Pray for the people you are getting gifts for/ sending Christmas cards to.
It’s pretty difficult to avoid the flurry of Christmas cards and gifts during Advent, and these things aren’t inherently bad. Giving gifts joyfully can be a good way to honor Christ. The problem arises when these become the center of your attention. A way you can keep Christ at the center even if you’re wrapping gifts or frantically addressing cards.

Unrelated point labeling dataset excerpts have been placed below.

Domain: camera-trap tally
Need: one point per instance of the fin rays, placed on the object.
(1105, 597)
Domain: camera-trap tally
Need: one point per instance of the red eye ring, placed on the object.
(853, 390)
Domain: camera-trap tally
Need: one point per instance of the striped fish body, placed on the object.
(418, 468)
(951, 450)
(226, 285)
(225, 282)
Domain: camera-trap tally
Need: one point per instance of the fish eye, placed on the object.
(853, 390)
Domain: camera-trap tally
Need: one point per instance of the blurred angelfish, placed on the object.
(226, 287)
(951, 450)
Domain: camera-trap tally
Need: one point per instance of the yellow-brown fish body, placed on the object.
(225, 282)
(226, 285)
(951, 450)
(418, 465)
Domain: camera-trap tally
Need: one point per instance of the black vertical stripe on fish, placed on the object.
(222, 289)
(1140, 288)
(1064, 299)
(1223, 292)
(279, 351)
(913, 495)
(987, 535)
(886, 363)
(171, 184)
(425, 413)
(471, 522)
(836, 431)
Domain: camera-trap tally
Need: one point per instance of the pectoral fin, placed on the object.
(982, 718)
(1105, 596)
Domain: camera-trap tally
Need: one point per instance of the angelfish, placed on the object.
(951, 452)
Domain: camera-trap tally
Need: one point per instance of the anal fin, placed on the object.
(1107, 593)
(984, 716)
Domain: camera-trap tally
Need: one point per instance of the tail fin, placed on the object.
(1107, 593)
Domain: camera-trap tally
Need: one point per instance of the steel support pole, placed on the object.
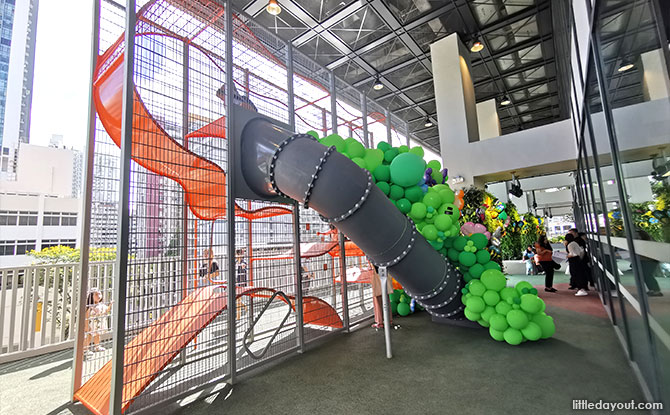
(120, 273)
(230, 200)
(386, 309)
(344, 285)
(184, 205)
(387, 115)
(86, 206)
(300, 329)
(333, 103)
(364, 117)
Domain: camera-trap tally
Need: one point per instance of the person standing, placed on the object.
(528, 257)
(576, 263)
(545, 252)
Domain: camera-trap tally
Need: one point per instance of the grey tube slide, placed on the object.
(278, 162)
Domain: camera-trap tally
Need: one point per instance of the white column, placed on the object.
(487, 119)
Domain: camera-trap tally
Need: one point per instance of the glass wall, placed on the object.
(623, 177)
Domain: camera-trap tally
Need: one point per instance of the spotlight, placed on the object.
(477, 46)
(273, 7)
(377, 86)
(626, 66)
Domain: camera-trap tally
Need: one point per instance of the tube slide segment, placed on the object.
(277, 162)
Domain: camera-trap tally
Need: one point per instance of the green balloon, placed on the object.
(497, 335)
(418, 211)
(382, 173)
(532, 331)
(313, 134)
(471, 315)
(452, 254)
(476, 270)
(531, 303)
(475, 304)
(503, 308)
(359, 162)
(467, 258)
(414, 194)
(516, 319)
(443, 222)
(491, 298)
(406, 168)
(403, 309)
(384, 187)
(477, 288)
(435, 165)
(480, 240)
(460, 242)
(483, 256)
(432, 199)
(383, 146)
(404, 205)
(521, 285)
(513, 336)
(508, 292)
(498, 322)
(373, 158)
(546, 324)
(430, 232)
(355, 149)
(396, 192)
(417, 150)
(487, 313)
(394, 307)
(493, 280)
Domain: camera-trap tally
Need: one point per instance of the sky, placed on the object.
(62, 72)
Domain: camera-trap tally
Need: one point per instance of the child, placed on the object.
(96, 312)
(529, 257)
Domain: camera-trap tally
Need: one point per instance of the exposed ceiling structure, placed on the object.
(360, 39)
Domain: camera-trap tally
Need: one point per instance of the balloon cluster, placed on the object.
(401, 303)
(512, 314)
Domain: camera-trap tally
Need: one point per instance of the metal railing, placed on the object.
(38, 306)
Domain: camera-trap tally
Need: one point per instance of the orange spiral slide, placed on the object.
(204, 184)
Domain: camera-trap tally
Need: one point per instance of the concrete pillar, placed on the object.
(487, 120)
(454, 97)
(655, 79)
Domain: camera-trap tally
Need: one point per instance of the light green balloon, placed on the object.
(359, 162)
(430, 232)
(477, 288)
(513, 336)
(493, 280)
(406, 169)
(417, 150)
(418, 211)
(517, 319)
(475, 304)
(496, 334)
(532, 331)
(491, 298)
(498, 322)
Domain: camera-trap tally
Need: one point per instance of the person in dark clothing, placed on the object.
(544, 252)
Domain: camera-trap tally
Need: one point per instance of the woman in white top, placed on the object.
(576, 261)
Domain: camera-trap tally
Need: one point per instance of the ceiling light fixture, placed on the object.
(273, 7)
(377, 86)
(626, 66)
(477, 46)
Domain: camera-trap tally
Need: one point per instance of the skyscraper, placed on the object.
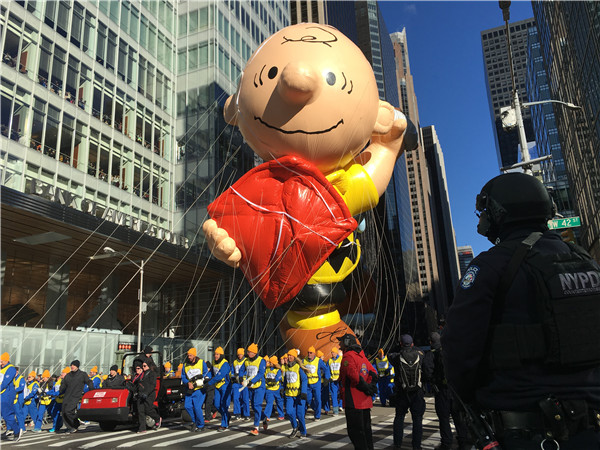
(445, 238)
(418, 175)
(499, 84)
(570, 49)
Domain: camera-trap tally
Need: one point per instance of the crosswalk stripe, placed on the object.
(194, 436)
(346, 440)
(117, 438)
(62, 443)
(152, 439)
(253, 444)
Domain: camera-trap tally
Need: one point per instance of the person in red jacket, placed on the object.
(358, 383)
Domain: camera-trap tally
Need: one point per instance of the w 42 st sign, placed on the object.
(567, 222)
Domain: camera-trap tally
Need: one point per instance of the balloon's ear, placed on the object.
(385, 118)
(230, 111)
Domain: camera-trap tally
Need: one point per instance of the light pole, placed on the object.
(512, 116)
(110, 253)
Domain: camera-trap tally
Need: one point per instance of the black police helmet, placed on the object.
(512, 199)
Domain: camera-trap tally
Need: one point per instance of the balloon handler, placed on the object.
(308, 105)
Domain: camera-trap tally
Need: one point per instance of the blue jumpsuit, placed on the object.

If you don’t send cards, consider making a list of people you would send cards to and pray for them instead.Your prayer can be an incredible gift for someone even if they don’t know that you’re doing so.
Celebrate a feast day.
Find a saint’s feast day and put in the effort to recognize it. Make a slightly more special meal, find a reflection for the saint, and pray. These small efforts are a great way to “meet” new saints and to learn more about the holy men and women within our rich Christian tradition. Here is a list of the feast days in December.
Do a Jesse Tree.
I hadn’t heard of a Jesse tree until last year when I was looking for ideas for my first grade faith formation class. There are some beautiful options out there. If you’re tight on money, I recommend this printable set from To Jesus, Sincerely. It comes with all the ornaments plus explanations of the symbols and a short prayer. The nice thing about the printables is you can make them on cardstock so they’re sturdier or you could print them on printer paper so they can just be taped to your wall.
Use an Advent Wreath.
This is one of the first things someone thinks of when it comes to Advent, but that doesn’t mean you shouldn’t do it. Though there are some beautiful options you can purchase (this is the holder and candle set Ben and I have), but you can also make one on your own. Even if you can’t have real candles, there are battery-powered Advent candles.
Here are some prayer/ reflection ideas you can use when you light the candles each Sunday:
Center Christmas plans around Mass and Jesus.
Attending Mass should be your number one priority. Keep in mind when you’re planning your holiday visits that you have an obligation for both Sunday and Christmas. There’s no “double-dipping.” Kirby from Under Thy Roof made a very helpful graphic to break down all the options.
You should also keep Mass in mind as you’re planning meals so you have time for the Eucharistic fast. Christmas is a great time to invite family members to Mass if they haven’t attended in a while. Think about elderly neighbors or family members who may need a ride to Mass. Brainstorm ways you can orient your focus on December 25 towards our Savior.
What liturgical practices will you include during your Advent?